Choosing Losses and Methods

What population is being calibrated?

loss="dr"

loss="dr" calibrates to the original study population.

However, the DR-loss relies on inverse-propensity weighting. That makes it more sensitive when overlap is weak or propensities get close to 0 or 1.

  • target: original / observed population
  • strength: direct population-level interpretation
  • caveat: inverse-propensity weighting can become unstable under poor overlap

This aligns with the doubly robust treatment-effect construction used in the causal calibration paper and DR-learner literature, including van der Laan et al. (2023) and Kennedy (2020).

loss="r"

loss="r" calibrates using the R-loss weighting induced by (A - e(W))^2. That means the calibration problem places more emphasis on observations in the overlap or equipoise region.

This is often more robust when overlap is weak, but it changes the target: the calibrated scores apply to an overlap-weighted population rather than the original study population.

  • target: overlap-weighted population
  • strength: often more robust under weak overlap
  • caveat: the target population is no longer the original observed population

This interpretation follows the R-learner weighting structure of Nie and Wager (2021). In the documentation, treat this as a consequence of the weighting scheme, not as a package-specific redefinition of calibration.

Short recommendation

Default package recommendation: start with dr when original-population targeting is the goal and overlap looks adequate. Move to r when the package’s overlap screen flags weak overlap and an overlap-weighted target is acceptable.

Choosing a calibration method

isotonic

Best default when you want a monotone nonparametric calibration map with minimal assumptions.

In causalCalibration, isotonic is implemented with a single monotone LightGBM regression tree. That gives you:

  • monotone weighted fitting,
  • a practical min_child_samples control,
  • and flat extrapolation beyond the observed score range.

monotone_spline

Use when you want a smooth monotone map rather than a piecewise-constant one.

This method uses a monotone spline fit with nonnegative derivative coefficients and a smoothness penalty.

linear

Use when you want a simple parametric recalibration step and easy interpretation.

histogram

Use when you want a coarse, transparent piecewise-constant map or a simple diagnostic baseline.

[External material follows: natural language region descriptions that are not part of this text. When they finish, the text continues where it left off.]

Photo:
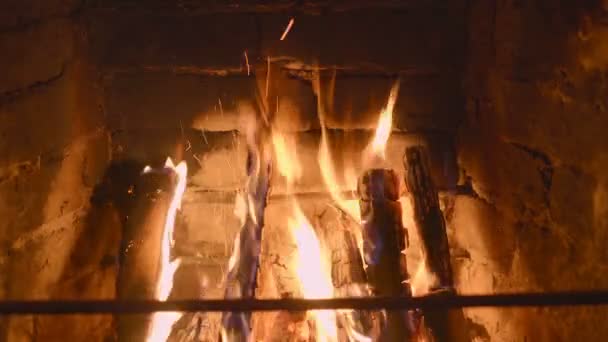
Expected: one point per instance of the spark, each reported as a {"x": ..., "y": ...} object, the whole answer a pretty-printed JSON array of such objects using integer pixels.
[
  {"x": 267, "y": 76},
  {"x": 288, "y": 28},
  {"x": 204, "y": 137},
  {"x": 247, "y": 63}
]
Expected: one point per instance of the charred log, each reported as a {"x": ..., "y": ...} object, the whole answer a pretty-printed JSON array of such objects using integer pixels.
[
  {"x": 431, "y": 228},
  {"x": 383, "y": 240},
  {"x": 244, "y": 263}
]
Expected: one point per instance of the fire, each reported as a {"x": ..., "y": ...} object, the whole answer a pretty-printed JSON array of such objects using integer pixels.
[
  {"x": 162, "y": 322},
  {"x": 385, "y": 124},
  {"x": 351, "y": 207},
  {"x": 311, "y": 265},
  {"x": 314, "y": 273},
  {"x": 288, "y": 164}
]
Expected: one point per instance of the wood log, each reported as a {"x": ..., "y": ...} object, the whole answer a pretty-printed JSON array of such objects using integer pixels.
[
  {"x": 244, "y": 263},
  {"x": 384, "y": 237},
  {"x": 431, "y": 228}
]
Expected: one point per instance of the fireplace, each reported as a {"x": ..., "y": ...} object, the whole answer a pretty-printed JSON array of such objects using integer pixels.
[{"x": 141, "y": 139}]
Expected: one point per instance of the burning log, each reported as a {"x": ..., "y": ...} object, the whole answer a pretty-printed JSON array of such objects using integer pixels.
[
  {"x": 244, "y": 262},
  {"x": 430, "y": 225},
  {"x": 383, "y": 240},
  {"x": 140, "y": 250}
]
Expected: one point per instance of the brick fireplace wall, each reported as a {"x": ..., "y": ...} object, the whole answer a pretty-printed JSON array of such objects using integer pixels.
[
  {"x": 508, "y": 96},
  {"x": 53, "y": 149}
]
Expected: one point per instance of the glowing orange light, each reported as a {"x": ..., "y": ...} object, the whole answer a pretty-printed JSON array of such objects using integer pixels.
[
  {"x": 314, "y": 273},
  {"x": 288, "y": 28},
  {"x": 162, "y": 322},
  {"x": 385, "y": 124}
]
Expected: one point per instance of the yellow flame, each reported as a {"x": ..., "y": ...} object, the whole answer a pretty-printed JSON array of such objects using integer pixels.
[
  {"x": 314, "y": 273},
  {"x": 162, "y": 322},
  {"x": 422, "y": 280},
  {"x": 311, "y": 264},
  {"x": 385, "y": 124},
  {"x": 328, "y": 173},
  {"x": 286, "y": 157}
]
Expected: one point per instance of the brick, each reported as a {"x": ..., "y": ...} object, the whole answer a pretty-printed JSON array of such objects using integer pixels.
[
  {"x": 145, "y": 100},
  {"x": 404, "y": 40},
  {"x": 41, "y": 122},
  {"x": 37, "y": 54},
  {"x": 132, "y": 41},
  {"x": 15, "y": 14}
]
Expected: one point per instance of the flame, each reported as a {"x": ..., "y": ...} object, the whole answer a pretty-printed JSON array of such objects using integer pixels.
[
  {"x": 311, "y": 264},
  {"x": 288, "y": 164},
  {"x": 162, "y": 322},
  {"x": 422, "y": 280},
  {"x": 314, "y": 273},
  {"x": 328, "y": 173},
  {"x": 385, "y": 124}
]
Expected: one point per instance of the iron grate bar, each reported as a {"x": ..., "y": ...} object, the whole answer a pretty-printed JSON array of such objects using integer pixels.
[{"x": 54, "y": 307}]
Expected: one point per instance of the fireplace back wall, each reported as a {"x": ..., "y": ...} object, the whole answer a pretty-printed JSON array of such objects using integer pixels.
[{"x": 508, "y": 97}]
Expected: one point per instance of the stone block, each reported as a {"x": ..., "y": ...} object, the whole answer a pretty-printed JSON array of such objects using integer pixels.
[
  {"x": 403, "y": 41},
  {"x": 36, "y": 54},
  {"x": 17, "y": 14},
  {"x": 212, "y": 42},
  {"x": 145, "y": 100},
  {"x": 424, "y": 102}
]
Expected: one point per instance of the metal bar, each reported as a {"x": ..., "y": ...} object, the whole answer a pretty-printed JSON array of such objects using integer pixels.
[{"x": 242, "y": 305}]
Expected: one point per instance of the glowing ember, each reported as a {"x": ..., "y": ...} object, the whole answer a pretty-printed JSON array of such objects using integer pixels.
[
  {"x": 162, "y": 322},
  {"x": 288, "y": 28},
  {"x": 422, "y": 280},
  {"x": 286, "y": 158},
  {"x": 385, "y": 123}
]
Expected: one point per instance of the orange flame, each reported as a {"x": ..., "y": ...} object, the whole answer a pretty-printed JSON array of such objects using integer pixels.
[
  {"x": 311, "y": 264},
  {"x": 162, "y": 322},
  {"x": 314, "y": 273},
  {"x": 385, "y": 124},
  {"x": 288, "y": 164}
]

Choosing standard calibration vs cross-calibration

Prefer standard calibration when

  • you already have a clean calibration sample,
  • or you only have one prediction per unit.

Prefer cross-calibration when

  • your learner was trained with cross-fitting,
  • you have pooled OOF predictions and fold-specific predictions,
  • and you want to fit and calibrate in sample without a separate holdout calibration split.

Diagnostics and overlap

If overlap is weak, diagnostics should be interpreted together with the loss choice:

  • a dr diagnostic targets the original population but may be noisier because of inverse-propensity behavior,
  • an r fit may be more stable in overlap-poor regions, but its calibrated scores answer a different target-population question,
  • assess_overlap() gives a quick severity label plus a default loss recommendation before you fit anything.

The assess_overlap() severity labels use package-default screening rules based on propensity tails, clipping, and IPW effective sample size. Treat them as workflow defaults rather than universal cutoffs.